Mind you, with both seats in position capacity is an almost comical 32 litres, which isn’t even wide enough for my briefcase!
But the real battle of the bulge has been waged on the mechanical front where the air conditioning unit is extra small and the differential – the component which allows the wheels to rotate at different speeds and thereby go round corners – is a new design which pushes the front wheels out to the furthest extent of the body.
This added another 100mm of space and, as the saying goes, every little helps.
It looks good, too. Flared wheel arches and a deep bumper give the iQ real road presence, and that’s without the wow factor caused by the tiny dimensions.
It’s not short on safety equipment, though. There are nine airbags, including an unusual under-thigh bag on the passenger seat, and the world’s first rear curtain airbag, giving the lie to the suspicion that small cars are more dangerous in a crash.
Of course, all this clear thinking and high tech costs money. About the only thing that isn’t small about the iQ is the price, which matches more conventional superminis.
But down-sizing is no longer just for the terminally hard up.
Toyota continues to offer the Aygo for drivers who want a small car that costs pocket money.
The iQ is a premium product with a price to match, although some of the questionable plastics used on inside feel more Mini Mk 1 than Mercedes Benz.
But it’s the way it drives that is the real eye-opener.
There’s nothing radical about the 1.0-litre engine, it’s the same three-pot design used in the Aygo, but housed in the iQ it feels (and sounds) much more refined.

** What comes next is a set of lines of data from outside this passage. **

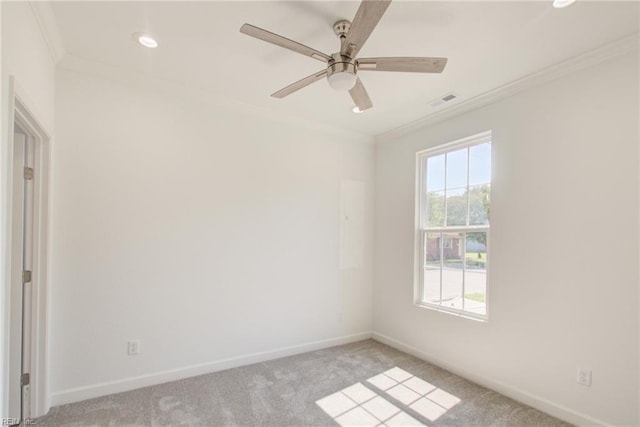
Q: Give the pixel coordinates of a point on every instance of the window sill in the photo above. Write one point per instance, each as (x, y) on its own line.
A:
(483, 318)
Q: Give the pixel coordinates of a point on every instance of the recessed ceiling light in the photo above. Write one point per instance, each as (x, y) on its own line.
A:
(559, 4)
(145, 40)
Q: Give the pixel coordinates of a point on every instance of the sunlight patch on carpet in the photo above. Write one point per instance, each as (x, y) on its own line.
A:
(358, 405)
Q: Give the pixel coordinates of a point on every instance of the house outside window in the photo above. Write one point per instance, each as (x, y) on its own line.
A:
(452, 226)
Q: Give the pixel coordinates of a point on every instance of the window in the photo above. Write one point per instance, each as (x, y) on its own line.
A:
(452, 226)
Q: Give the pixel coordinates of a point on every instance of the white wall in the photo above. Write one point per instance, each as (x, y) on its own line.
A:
(564, 248)
(206, 232)
(25, 56)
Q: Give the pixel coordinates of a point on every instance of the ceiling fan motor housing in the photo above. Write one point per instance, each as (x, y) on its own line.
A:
(341, 72)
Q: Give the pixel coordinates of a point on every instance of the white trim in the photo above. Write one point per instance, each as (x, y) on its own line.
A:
(21, 111)
(48, 29)
(422, 229)
(589, 59)
(102, 389)
(515, 393)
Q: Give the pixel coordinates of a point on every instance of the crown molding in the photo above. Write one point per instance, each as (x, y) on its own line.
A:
(49, 28)
(589, 59)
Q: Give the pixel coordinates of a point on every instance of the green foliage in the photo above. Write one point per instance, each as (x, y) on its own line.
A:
(479, 203)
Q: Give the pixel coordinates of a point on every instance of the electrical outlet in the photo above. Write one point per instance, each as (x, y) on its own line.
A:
(133, 347)
(584, 377)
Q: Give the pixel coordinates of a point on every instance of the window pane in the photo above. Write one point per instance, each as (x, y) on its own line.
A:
(457, 169)
(435, 173)
(435, 209)
(456, 207)
(479, 205)
(452, 270)
(480, 164)
(431, 279)
(475, 290)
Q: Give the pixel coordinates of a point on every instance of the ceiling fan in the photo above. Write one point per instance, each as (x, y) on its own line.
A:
(343, 66)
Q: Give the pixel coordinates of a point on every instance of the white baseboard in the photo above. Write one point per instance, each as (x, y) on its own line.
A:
(126, 384)
(537, 402)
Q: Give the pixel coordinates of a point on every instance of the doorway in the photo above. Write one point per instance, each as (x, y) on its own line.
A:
(27, 253)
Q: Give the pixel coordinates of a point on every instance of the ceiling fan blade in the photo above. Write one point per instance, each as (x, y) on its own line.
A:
(366, 19)
(293, 87)
(284, 42)
(406, 64)
(360, 96)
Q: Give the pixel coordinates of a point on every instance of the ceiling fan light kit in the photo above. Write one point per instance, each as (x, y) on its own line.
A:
(341, 72)
(342, 67)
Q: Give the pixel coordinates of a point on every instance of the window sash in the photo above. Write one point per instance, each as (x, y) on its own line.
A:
(422, 227)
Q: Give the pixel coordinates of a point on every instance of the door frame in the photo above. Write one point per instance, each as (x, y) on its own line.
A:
(22, 114)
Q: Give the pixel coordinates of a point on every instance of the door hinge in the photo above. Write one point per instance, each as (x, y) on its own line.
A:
(28, 173)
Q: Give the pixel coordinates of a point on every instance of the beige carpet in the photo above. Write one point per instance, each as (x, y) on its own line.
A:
(365, 383)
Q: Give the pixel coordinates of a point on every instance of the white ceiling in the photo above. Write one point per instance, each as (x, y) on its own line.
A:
(488, 44)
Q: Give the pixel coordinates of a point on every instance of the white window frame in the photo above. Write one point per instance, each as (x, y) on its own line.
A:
(420, 192)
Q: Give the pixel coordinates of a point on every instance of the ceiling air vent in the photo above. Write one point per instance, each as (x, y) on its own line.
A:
(443, 99)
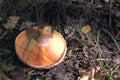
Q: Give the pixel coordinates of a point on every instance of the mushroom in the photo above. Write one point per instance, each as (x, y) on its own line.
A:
(40, 47)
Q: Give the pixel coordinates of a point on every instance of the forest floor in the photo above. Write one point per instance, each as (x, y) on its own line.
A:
(93, 53)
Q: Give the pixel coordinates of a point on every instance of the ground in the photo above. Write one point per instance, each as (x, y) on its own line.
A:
(87, 50)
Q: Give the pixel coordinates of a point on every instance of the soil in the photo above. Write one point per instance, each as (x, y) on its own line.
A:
(95, 48)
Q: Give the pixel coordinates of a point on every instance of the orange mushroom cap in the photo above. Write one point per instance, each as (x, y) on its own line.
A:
(30, 50)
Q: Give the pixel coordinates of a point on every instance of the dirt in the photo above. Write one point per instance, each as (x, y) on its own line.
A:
(68, 17)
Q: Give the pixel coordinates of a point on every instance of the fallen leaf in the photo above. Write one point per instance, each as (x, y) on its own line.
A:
(11, 22)
(92, 73)
(4, 77)
(85, 29)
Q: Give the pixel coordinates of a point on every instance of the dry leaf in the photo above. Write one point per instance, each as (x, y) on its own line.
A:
(86, 29)
(11, 22)
(92, 73)
(4, 77)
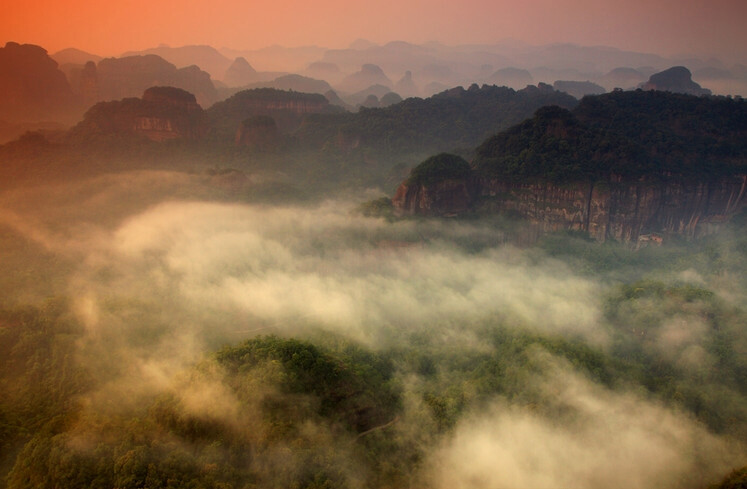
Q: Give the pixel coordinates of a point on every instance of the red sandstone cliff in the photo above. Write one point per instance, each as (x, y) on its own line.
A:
(612, 210)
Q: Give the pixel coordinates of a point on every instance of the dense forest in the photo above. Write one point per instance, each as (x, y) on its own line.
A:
(197, 313)
(308, 406)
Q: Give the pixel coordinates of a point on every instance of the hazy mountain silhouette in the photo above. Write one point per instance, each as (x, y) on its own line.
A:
(130, 76)
(240, 73)
(677, 79)
(515, 78)
(368, 75)
(578, 88)
(206, 57)
(74, 56)
(32, 87)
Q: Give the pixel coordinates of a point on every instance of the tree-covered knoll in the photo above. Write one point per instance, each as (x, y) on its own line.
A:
(455, 118)
(437, 168)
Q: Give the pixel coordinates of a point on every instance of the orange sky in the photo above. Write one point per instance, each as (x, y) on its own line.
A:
(715, 27)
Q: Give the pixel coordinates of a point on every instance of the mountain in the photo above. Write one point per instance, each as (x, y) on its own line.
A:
(625, 78)
(578, 88)
(163, 113)
(74, 56)
(619, 166)
(32, 87)
(295, 83)
(206, 57)
(129, 76)
(455, 118)
(511, 77)
(677, 79)
(405, 86)
(240, 73)
(288, 109)
(368, 75)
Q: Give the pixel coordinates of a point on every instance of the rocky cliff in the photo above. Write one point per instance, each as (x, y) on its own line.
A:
(622, 210)
(163, 113)
(129, 76)
(619, 166)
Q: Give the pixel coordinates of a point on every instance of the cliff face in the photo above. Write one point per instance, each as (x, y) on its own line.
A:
(163, 113)
(622, 210)
(448, 198)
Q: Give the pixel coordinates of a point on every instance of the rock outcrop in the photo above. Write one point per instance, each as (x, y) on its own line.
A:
(163, 113)
(287, 109)
(677, 79)
(622, 211)
(619, 166)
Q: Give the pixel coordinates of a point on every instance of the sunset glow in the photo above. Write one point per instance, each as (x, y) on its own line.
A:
(663, 27)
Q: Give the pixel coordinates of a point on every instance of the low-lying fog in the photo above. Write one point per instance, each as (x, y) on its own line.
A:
(160, 275)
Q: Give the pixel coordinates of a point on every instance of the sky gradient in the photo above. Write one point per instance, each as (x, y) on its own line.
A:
(668, 27)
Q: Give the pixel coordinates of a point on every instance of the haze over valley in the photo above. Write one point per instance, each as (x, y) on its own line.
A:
(467, 262)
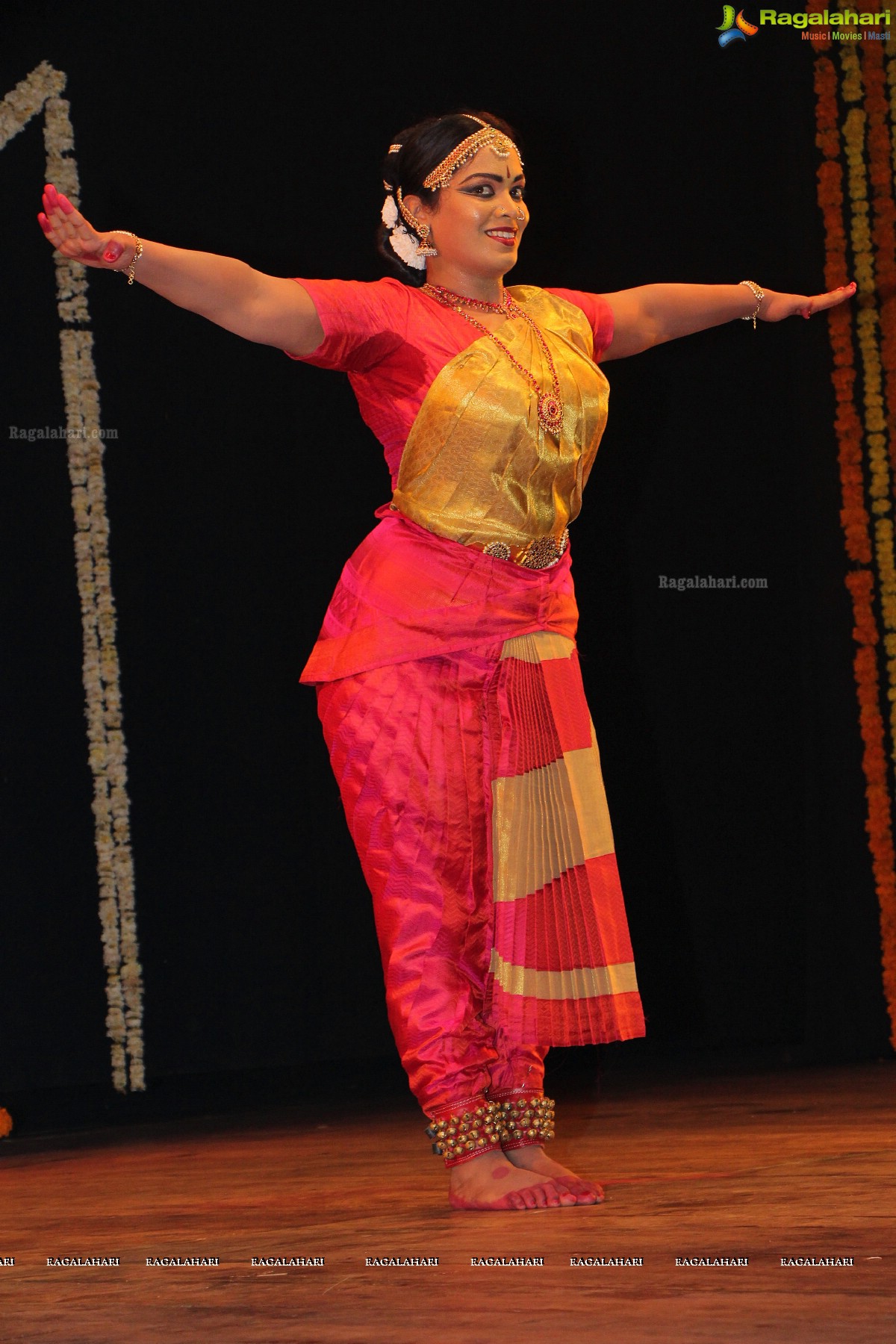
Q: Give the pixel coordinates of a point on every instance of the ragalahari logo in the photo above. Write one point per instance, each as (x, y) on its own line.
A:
(734, 27)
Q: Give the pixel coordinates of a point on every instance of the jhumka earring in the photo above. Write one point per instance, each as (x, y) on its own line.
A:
(425, 248)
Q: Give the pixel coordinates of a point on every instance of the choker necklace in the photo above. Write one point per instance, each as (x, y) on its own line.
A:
(550, 405)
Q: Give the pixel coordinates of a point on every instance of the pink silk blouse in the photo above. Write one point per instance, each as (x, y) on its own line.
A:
(408, 593)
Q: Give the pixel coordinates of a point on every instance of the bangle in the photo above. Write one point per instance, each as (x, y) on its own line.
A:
(758, 295)
(139, 252)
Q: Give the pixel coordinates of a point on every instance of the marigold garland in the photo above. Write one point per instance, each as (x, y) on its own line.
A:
(40, 92)
(857, 151)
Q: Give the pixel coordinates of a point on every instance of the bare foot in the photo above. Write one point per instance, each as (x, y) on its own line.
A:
(534, 1159)
(492, 1182)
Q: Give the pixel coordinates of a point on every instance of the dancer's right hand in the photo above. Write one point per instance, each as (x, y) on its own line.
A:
(70, 234)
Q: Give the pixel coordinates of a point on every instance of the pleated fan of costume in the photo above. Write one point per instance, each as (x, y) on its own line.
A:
(561, 968)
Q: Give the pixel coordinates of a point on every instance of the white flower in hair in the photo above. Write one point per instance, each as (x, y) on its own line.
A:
(405, 246)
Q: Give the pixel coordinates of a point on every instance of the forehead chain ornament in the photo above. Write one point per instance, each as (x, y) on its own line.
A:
(487, 139)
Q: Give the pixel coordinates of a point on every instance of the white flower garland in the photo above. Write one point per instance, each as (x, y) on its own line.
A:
(101, 676)
(402, 242)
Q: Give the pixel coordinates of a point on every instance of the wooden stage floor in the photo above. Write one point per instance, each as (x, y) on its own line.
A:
(768, 1167)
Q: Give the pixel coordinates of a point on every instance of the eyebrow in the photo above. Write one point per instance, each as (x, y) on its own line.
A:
(492, 176)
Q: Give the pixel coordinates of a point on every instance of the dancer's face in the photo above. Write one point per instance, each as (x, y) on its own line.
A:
(479, 218)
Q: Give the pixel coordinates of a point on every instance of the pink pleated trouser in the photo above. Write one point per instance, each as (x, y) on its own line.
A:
(406, 744)
(473, 792)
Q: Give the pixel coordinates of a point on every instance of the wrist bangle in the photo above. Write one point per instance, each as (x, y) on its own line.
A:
(758, 295)
(139, 252)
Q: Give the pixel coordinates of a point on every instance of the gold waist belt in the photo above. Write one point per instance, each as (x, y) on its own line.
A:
(541, 553)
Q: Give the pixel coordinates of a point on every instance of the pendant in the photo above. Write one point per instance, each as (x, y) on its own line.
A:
(551, 413)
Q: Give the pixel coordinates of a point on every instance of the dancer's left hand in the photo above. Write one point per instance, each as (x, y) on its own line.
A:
(775, 307)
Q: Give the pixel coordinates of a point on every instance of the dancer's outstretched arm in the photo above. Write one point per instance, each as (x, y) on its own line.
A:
(650, 315)
(262, 308)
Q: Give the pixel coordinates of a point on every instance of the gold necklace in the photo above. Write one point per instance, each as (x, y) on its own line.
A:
(550, 405)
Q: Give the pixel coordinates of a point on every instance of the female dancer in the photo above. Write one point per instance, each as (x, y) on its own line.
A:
(447, 670)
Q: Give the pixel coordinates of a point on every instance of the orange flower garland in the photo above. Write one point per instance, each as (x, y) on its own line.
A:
(859, 152)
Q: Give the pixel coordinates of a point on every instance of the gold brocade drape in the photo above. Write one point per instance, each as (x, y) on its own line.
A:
(477, 465)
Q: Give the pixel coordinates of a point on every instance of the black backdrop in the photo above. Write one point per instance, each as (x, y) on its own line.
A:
(240, 482)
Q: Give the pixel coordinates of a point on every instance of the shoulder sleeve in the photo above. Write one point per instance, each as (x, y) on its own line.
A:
(363, 322)
(598, 312)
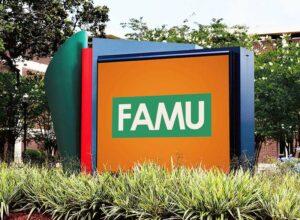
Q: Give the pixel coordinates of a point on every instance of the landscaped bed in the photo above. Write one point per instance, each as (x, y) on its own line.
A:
(148, 192)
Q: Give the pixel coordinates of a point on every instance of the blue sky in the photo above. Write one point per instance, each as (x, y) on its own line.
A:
(260, 16)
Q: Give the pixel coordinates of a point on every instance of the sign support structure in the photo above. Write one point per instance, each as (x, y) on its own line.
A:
(125, 102)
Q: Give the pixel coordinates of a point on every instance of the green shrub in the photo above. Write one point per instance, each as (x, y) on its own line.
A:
(150, 192)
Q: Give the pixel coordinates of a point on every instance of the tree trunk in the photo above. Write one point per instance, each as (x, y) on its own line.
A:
(11, 140)
(2, 143)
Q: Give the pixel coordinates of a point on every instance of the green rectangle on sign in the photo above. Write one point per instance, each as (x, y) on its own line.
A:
(162, 116)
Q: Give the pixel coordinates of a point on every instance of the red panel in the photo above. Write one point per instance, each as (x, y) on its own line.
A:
(86, 111)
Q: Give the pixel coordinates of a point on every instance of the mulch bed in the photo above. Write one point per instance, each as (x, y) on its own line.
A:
(24, 216)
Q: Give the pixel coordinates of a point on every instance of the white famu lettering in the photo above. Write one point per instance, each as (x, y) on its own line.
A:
(188, 115)
(169, 121)
(142, 111)
(123, 115)
(142, 116)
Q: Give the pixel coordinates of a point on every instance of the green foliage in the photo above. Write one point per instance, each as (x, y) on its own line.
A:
(277, 69)
(12, 104)
(38, 28)
(216, 34)
(277, 90)
(151, 192)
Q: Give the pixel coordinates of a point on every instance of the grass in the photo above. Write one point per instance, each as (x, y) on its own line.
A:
(150, 192)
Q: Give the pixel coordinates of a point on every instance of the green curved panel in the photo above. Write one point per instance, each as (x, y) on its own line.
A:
(63, 89)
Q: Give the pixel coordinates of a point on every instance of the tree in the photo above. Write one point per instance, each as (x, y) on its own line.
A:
(277, 70)
(10, 114)
(38, 28)
(216, 34)
(38, 114)
(277, 91)
(30, 28)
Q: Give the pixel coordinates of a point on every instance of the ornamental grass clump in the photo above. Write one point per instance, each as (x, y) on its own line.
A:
(150, 192)
(198, 194)
(10, 183)
(280, 196)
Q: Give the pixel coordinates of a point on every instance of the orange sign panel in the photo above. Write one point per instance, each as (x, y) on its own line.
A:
(167, 110)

Around town the iQ is sensational, squeezing through the smallest gaps, seeking out parking spaces that others (Smart excepted) could never contemplate.
But it’s the way the iQ goes out of town that marks it out as something special.
On a run down to York it never felt overawed or out of its depth on the A1.
It sticks to the road like glue and shrugs off strong side winds with distain. In fact, it feels like a much bigger car altogether, which is the really remarkable achievement in my view.
It took Toyota five years of hard graft to make the iQ a reality.
Toyota reckons the finished product is one of the most important cars it has ever launched, as innovative in its own way as the hybrid Prius was ten years ago.
In these days of soaring petrol costs (there won’t be a diesel, it doesn’t need one) the iQ could be just about the smartest move the world’s most succesful car company has ever made.